Cara pengumpulan data yang pertama digunakan oleh peneliti adalah studi dokumentasi. Selain menjadikan peneliti sebagai instrumen dalam pengumpulan data, peneliti memanfaatkan sumber-sumber lain berupa catatan dan dokumen (non human resources). Menurut Lincoln dan Guba (1985: 276-277) catatan dan dokumen ini dapat dimanfaatkan sebagai saksi dari kejadian-kejadian tertentu atau sebagai bentuk pertanggungjawaban. Untuk keperluan penelitian ini, peneliti mengumpulkan catatan dan dokumen yang dipandang perlu untuk membantu analisis. Dalam studi dokumentasi ini, peneliti akan memanfaatkan sumber kepustakaan berupa buku teks, makalah, jurnal, dokumen kurikulum, hasil penelitian, dokumen negara seperti Keputusan Dirjen Dikti Nomor 267/Dikti/Kep/2000 tentang Penyempurnaan


(43)

Kurikulum Inti Mata Kuliah Pengembangan Kepribadian PKn Pada Perguruan Tinggi Di Indonesia, Keputusan Dirjen Dikti Nomor 43/Dikti/Kep/2006 tentang Rambu-Rambu Pelaksanaan Kelompok Mata Kuliah Pengembangan Kepribadian Di Perguruan Tinggi, dan Peraturan Menteri Nomor 22/2006 tentang Standar Isi (SI) dan Peraturan Menteri Nomor 23/2006 tentang Standar Kompetensi Lulusan (SKL). Kajian dokumen difokuskan pada aspek materi atau substansi yang ada kaitannya dengan PKn secara konseptual sebagai upaya pembangunan karakter bangsa.

3.2 Wawancara

Cara pengumpulan data kedua yang digunakan oleh peneliti adalah wawancara. Subyek penelitian yang diwawancarai adalah pakar yang berlatar keilmuan terkait dengan dimensi PKn serta banyak menaruh perhatian yang tinggi terhadap pengembangan PKn baik secara kurikuler, akademik maupun sosial kultural. Tujuannya adalah untuk mendapatkan informasi tentang persepsi perorangan, cita-cita, gagasan, perasaan, motivasi, tuntutan, pendapat, dan kepedulian para subyek penelitian tersebut terhadap materi “content” PKn sebagai wahana pembangunan karakter bangsa. Kecuali untuk mencari informasi tentang kegiatan seseorang pada saat percakapan dilakukan, wawancara dilakukan untuk merekonstruksi perspektif dan gagasan para subyek penelitian sesuai dengan pengalamannya masing-masing tentang ontologi PKn dan pembangunan karakter bangsa. Hasil wawancara dimanfaatkan untuk mengembangkan informasi yang sudah diperoleh, atau untuk perubahan dan verifikasi.


(44)

Menurut Patton (1990:280) pertanyaan-pertanyaan yang diajukan dalam penelitian naturalistik dapat mengikuti tiga macam pilihan sebagai berikut.

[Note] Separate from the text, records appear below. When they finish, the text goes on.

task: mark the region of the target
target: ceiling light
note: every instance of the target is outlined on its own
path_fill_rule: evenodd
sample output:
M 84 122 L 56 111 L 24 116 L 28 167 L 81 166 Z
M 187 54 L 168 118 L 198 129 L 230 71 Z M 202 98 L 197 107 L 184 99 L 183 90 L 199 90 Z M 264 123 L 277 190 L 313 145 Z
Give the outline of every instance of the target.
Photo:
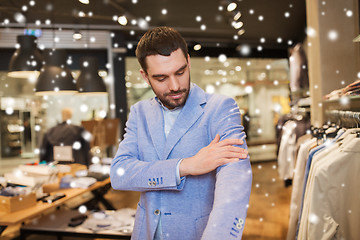
M 126 24 L 128 23 L 128 20 L 127 18 L 123 15 L 123 16 L 120 16 L 118 19 L 117 19 L 118 23 L 120 25 L 123 25 L 123 26 L 126 26 Z
M 107 94 L 104 80 L 99 76 L 99 64 L 96 57 L 83 57 L 80 59 L 81 73 L 76 81 L 80 94 Z
M 75 31 L 73 34 L 73 39 L 80 40 L 82 38 L 82 34 L 80 31 Z
M 66 67 L 66 51 L 46 49 L 45 65 L 35 85 L 35 95 L 74 94 L 77 92 L 75 80 Z
M 82 4 L 89 4 L 90 0 L 79 0 L 79 2 L 81 2 Z
M 85 14 L 83 11 L 80 11 L 80 12 L 78 12 L 78 16 L 79 16 L 79 17 L 85 17 L 86 14 Z
M 240 17 L 241 17 L 241 12 L 237 12 L 234 16 L 234 21 L 239 20 Z
M 17 36 L 20 47 L 10 59 L 9 77 L 29 78 L 39 74 L 43 58 L 35 40 L 36 37 L 32 35 Z
M 244 29 L 240 29 L 237 34 L 238 34 L 239 36 L 241 36 L 241 35 L 243 35 L 244 33 L 245 33 L 245 30 L 244 30 Z
M 232 11 L 234 11 L 236 9 L 236 7 L 237 7 L 237 4 L 232 2 L 232 3 L 229 3 L 229 5 L 227 6 L 226 9 L 227 9 L 228 12 L 232 12 Z
M 235 29 L 240 29 L 243 25 L 244 25 L 243 22 L 236 22 L 236 23 L 234 24 L 234 28 L 235 28 Z
M 200 44 L 196 44 L 195 46 L 194 46 L 194 50 L 195 51 L 199 51 L 201 49 L 201 45 Z

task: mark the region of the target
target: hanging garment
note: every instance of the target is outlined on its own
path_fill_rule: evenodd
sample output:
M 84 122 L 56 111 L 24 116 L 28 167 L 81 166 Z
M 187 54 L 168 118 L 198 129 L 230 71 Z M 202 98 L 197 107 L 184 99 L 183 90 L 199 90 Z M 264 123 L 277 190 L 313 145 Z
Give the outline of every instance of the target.
M 293 187 L 291 191 L 290 219 L 289 219 L 288 233 L 286 237 L 287 240 L 295 239 L 296 228 L 298 225 L 299 212 L 300 212 L 306 160 L 309 157 L 310 148 L 315 144 L 316 144 L 316 138 L 312 138 L 302 143 L 299 147 L 295 170 L 294 170 Z
M 325 157 L 314 158 L 298 239 L 360 239 L 359 159 L 356 134 Z
M 309 88 L 307 58 L 300 43 L 292 49 L 290 56 L 290 90 L 296 92 Z
M 293 178 L 294 163 L 296 157 L 296 134 L 295 121 L 287 121 L 282 130 L 282 137 L 279 147 L 278 172 L 281 179 Z

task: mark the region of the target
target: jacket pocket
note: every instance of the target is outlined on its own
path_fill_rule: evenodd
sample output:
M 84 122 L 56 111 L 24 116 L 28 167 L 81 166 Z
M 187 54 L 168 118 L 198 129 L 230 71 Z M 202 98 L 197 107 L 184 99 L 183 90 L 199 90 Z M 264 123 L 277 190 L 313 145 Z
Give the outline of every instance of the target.
M 145 218 L 145 209 L 142 206 L 140 206 L 140 203 L 138 203 L 137 209 L 136 209 L 136 214 L 135 214 L 134 229 L 131 234 L 132 240 L 140 239 L 140 233 L 141 233 L 141 231 L 144 231 L 144 229 L 143 229 L 143 224 L 145 224 L 144 218 Z

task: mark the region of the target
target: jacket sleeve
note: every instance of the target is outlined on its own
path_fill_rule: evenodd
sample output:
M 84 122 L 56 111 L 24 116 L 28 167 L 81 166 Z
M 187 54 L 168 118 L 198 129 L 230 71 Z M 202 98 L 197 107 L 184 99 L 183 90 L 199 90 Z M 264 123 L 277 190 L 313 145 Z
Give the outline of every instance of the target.
M 217 100 L 219 102 L 219 100 Z M 226 98 L 218 105 L 212 121 L 211 134 L 221 140 L 245 138 L 239 108 L 235 101 Z M 242 148 L 247 149 L 246 142 Z M 249 157 L 217 169 L 215 196 L 208 223 L 202 235 L 209 239 L 241 239 L 245 226 L 252 183 Z
M 128 191 L 182 190 L 185 178 L 176 184 L 176 166 L 180 159 L 150 162 L 139 159 L 136 114 L 136 108 L 131 107 L 126 134 L 111 164 L 112 187 Z

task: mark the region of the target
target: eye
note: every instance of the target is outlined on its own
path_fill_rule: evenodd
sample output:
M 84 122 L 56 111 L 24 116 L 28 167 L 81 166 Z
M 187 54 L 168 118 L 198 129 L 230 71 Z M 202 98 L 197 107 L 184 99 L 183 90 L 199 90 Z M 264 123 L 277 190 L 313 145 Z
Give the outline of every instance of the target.
M 177 73 L 176 73 L 176 75 L 181 76 L 181 75 L 183 75 L 183 74 L 184 74 L 184 72 L 185 72 L 185 70 L 180 71 L 180 72 L 177 72 Z
M 164 77 L 157 77 L 157 78 L 155 78 L 157 81 L 159 81 L 159 82 L 162 82 L 162 81 L 164 81 L 165 79 L 166 79 L 166 77 L 164 76 Z

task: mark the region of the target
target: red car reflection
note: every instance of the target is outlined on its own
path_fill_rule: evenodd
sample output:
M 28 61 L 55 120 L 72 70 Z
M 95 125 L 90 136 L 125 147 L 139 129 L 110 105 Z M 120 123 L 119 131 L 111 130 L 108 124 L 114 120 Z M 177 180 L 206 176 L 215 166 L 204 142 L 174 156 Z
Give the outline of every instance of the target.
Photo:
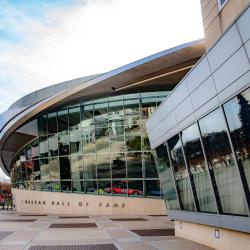
M 129 188 L 127 189 L 127 186 L 119 186 L 119 187 L 112 187 L 112 188 L 105 188 L 105 191 L 107 193 L 113 193 L 113 194 L 127 194 L 128 195 L 142 195 L 142 191 L 139 189 L 133 189 Z

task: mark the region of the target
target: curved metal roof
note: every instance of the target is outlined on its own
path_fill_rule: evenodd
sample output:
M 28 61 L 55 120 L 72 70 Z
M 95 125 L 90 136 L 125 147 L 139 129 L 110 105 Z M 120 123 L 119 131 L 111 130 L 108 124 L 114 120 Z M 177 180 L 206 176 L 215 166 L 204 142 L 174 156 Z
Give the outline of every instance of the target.
M 6 174 L 14 153 L 29 138 L 14 132 L 42 111 L 74 101 L 138 91 L 171 90 L 205 51 L 204 40 L 186 43 L 110 72 L 74 79 L 35 91 L 0 115 L 0 165 Z

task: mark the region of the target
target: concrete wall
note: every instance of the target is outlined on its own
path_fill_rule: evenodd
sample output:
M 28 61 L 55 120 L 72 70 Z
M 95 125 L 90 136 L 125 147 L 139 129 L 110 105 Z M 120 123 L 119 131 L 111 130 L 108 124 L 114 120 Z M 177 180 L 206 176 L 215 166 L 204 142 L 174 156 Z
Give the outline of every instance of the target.
M 250 86 L 250 8 L 182 79 L 147 122 L 157 147 Z
M 162 199 L 12 189 L 18 213 L 82 215 L 166 214 Z
M 215 230 L 219 238 L 215 237 Z M 175 235 L 219 250 L 250 249 L 250 234 L 227 229 L 175 221 Z
M 219 0 L 200 0 L 207 49 L 226 31 L 239 14 L 250 4 L 250 0 L 225 0 L 220 8 Z

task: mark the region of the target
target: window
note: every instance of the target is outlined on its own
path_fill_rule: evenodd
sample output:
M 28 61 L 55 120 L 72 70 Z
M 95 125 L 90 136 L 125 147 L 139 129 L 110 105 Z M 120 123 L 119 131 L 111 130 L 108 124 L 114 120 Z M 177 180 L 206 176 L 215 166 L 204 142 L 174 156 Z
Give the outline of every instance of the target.
M 140 152 L 126 155 L 128 178 L 142 178 L 142 157 Z
M 226 3 L 227 3 L 228 1 L 229 1 L 229 0 L 217 0 L 219 11 L 223 9 L 223 7 L 226 5 Z
M 126 178 L 126 162 L 125 162 L 125 155 L 120 154 L 113 154 L 112 161 L 112 178 Z
M 250 203 L 250 89 L 224 105 L 240 175 Z
M 172 137 L 168 141 L 168 146 L 180 207 L 182 210 L 194 211 L 194 201 L 179 135 Z
M 158 146 L 153 151 L 153 155 L 167 207 L 168 209 L 178 210 L 179 204 L 166 146 L 164 144 Z
M 182 142 L 188 163 L 190 179 L 199 203 L 199 211 L 216 213 L 213 189 L 200 142 L 197 124 L 182 132 Z
M 216 109 L 199 121 L 202 140 L 211 170 L 212 181 L 218 190 L 224 214 L 246 215 L 244 195 L 232 149 L 226 132 L 222 110 Z M 218 199 L 218 197 L 217 197 Z
M 98 179 L 110 179 L 110 155 L 98 154 L 97 155 L 97 178 Z

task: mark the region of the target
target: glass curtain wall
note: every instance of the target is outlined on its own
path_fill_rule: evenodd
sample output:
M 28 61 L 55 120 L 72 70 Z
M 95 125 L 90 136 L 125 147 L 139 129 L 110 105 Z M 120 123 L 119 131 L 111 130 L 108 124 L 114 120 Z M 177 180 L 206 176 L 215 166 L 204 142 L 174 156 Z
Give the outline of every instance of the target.
M 13 161 L 13 186 L 161 197 L 146 121 L 167 94 L 102 98 L 38 117 L 39 137 Z
M 249 216 L 249 102 L 247 89 L 170 138 L 170 162 L 153 151 L 169 209 Z

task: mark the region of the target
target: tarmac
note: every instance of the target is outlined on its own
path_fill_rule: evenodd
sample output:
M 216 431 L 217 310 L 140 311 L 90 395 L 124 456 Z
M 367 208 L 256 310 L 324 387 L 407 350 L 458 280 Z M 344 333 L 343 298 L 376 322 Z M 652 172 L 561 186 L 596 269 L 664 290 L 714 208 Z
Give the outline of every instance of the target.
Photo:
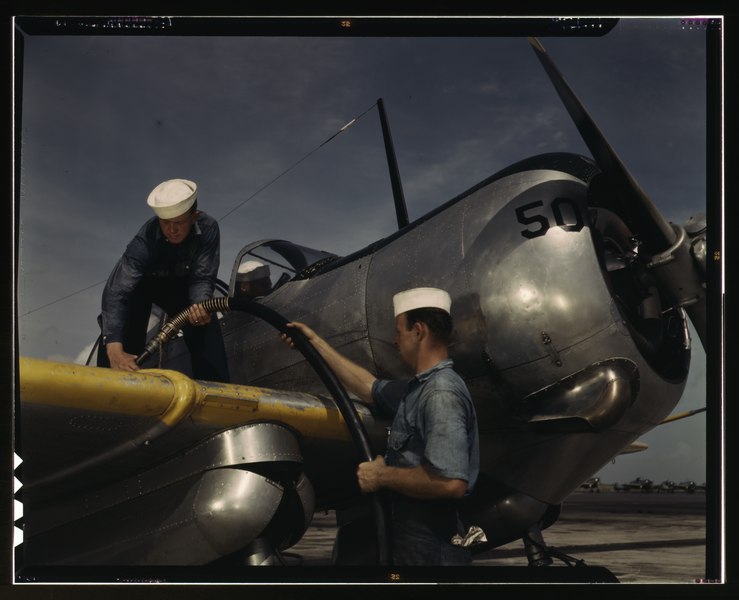
M 286 556 L 303 567 L 331 565 L 335 534 L 333 512 L 317 513 Z M 578 566 L 570 565 L 579 564 L 596 571 L 595 581 L 692 584 L 707 579 L 705 493 L 578 491 L 563 503 L 560 518 L 543 536 L 565 560 L 529 567 L 523 542 L 517 541 L 476 555 L 472 567 L 454 576 L 511 583 L 558 581 L 562 576 L 571 582 L 581 576 Z M 599 569 L 613 579 L 604 579 Z M 416 574 L 414 581 L 434 582 L 439 573 Z
M 313 516 L 303 538 L 282 553 L 284 564 L 280 566 L 254 568 L 226 563 L 204 569 L 48 567 L 24 571 L 22 581 L 207 583 L 224 584 L 223 590 L 231 589 L 228 584 L 236 584 L 236 590 L 242 584 L 280 584 L 279 589 L 286 590 L 293 585 L 360 583 L 356 589 L 365 591 L 374 589 L 367 584 L 387 583 L 667 584 L 671 595 L 664 597 L 669 598 L 677 597 L 673 592 L 683 593 L 685 589 L 700 592 L 700 598 L 721 591 L 723 586 L 711 586 L 714 582 L 708 581 L 706 575 L 715 569 L 713 565 L 707 569 L 707 556 L 713 556 L 707 550 L 716 532 L 707 525 L 705 493 L 614 492 L 603 487 L 601 492 L 573 493 L 563 503 L 559 519 L 544 530 L 544 542 L 553 554 L 549 566 L 528 566 L 521 541 L 480 552 L 469 567 L 336 566 L 332 563 L 336 517 L 327 511 Z M 708 589 L 711 587 L 714 589 Z M 547 585 L 546 589 L 551 595 L 553 588 Z M 623 588 L 608 585 L 599 589 L 615 593 Z M 560 591 L 564 593 L 564 589 Z

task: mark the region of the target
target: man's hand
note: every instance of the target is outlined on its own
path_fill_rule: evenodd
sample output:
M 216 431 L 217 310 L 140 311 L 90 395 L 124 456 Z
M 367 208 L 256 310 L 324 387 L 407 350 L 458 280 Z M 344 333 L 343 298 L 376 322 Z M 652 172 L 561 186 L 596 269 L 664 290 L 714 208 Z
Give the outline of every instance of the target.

a. Wawancara percakapan informal (The informal conversation interview), ialah wawancara yang sepenuhnya didasarkan pada susunan pertanyaan spontan ketika interaksi berlangsung khususnya pada proses observasi partisipatif di lapangan. Pada saat wawancara melalui percakapan informal berlangsung terkadang orang yang diwawancarai tidak diberitahu bahwa mereka sedang diwawancarai.

b. Wawancara umum dengan pendekatan terarah (The general interview guide approach), ialah jenis wawancara yang menggariskan sejumlah isu yang harus digali dari setiap responden sebelum wawancara dimulai. Pertanyaan yang diajukan tidak perlu dalam urutan yang diatur terlebih dahulu atau dengan kata-kata yang dipersiapkan. Panduan wawancara memberikan ceklis selama wawancara untuk meyakinkan bahwa topik-topik yang sesuai telah terakomodasi. Peneliti menyesuaikan baik urutan pertanyaan maupun kata-kata untuk responden tertentu.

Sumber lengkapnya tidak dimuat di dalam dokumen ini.